Un viaggio metaforico
Il viaggio è metaforico, basterebbe riappropriarci della Costituzione Italiana e leggerla non tanto per leggerla e ripeterla come i pappagalli, ma cercando di prendere coscienza della fatica di chi viaggiol’ha scritta, sforzandoci di rievocare i volti dei padri fondatori e immaginare la strada da loro percorsa con fatica, sudore e sangue.
Un po’ come quando ci sforziamo di evocare immagini e ricordi e parole dei genitori che non abbiamo più e riusciamo, con un senso di infinita nostalgia e mancanza, a riconoscere il loro valore e la loro forza, che spesso ci capita di dimenticare o ci è capitato di non riconoscere.
Era il 26 gennaio 1955
Sentire la voce registrata di Calamandrei durante il discorso che egli fece agli studenti universitari di Milano il 26 gennaio 1955, nell’ambito di una serie di conferenze sulla Costituzione italiana organizzate nel salone degli Affreschi della Società Umanitaria, è una esperienza quasi mistica che vogliamo condividere il più possibile.
“Però, vedete, la Costituzione non è una macchina che una volta messa in moto va avanti da sé. La Costituzione è un pezzo di carta: la lascio cadere e non si muove. Perché si muova bisogna ogni giorno rimetterci dentro il combustibile, bisogna metterci dentro l’impegno, lo spirito, la volontà di mantenere queste promesse, la propria responsabilità. Per questo una delle offese che si fanno alla Costituzione è l’indifferenza alla politica, l’indifferentismo, che è, non qui, per fortuna, in questo uditorio, ma spesso in larghe categorie di giovani, è un po’ una malattia dei giovani, l’indifferentismo.

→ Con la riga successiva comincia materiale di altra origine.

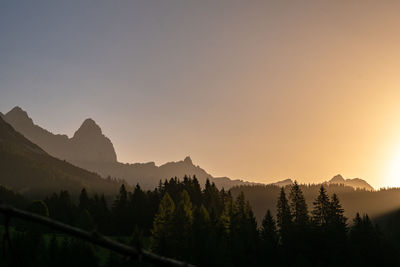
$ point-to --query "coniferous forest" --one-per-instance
(203, 226)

Quindi voi giovani, alla Costituzione dovreste dare il vostro spirito, la vostra gioventù, farla vivere, sentirla come cosa vostra, metterci dentro il senso civico, la coscienza civica, rendersi conto – questa è una delle gioie della vita – rendersi conto che ognuno di noi nel mondo non è solo, che siamo in più, che siamo parte di un tutto, nei limiti dell’Italia e del mondo”.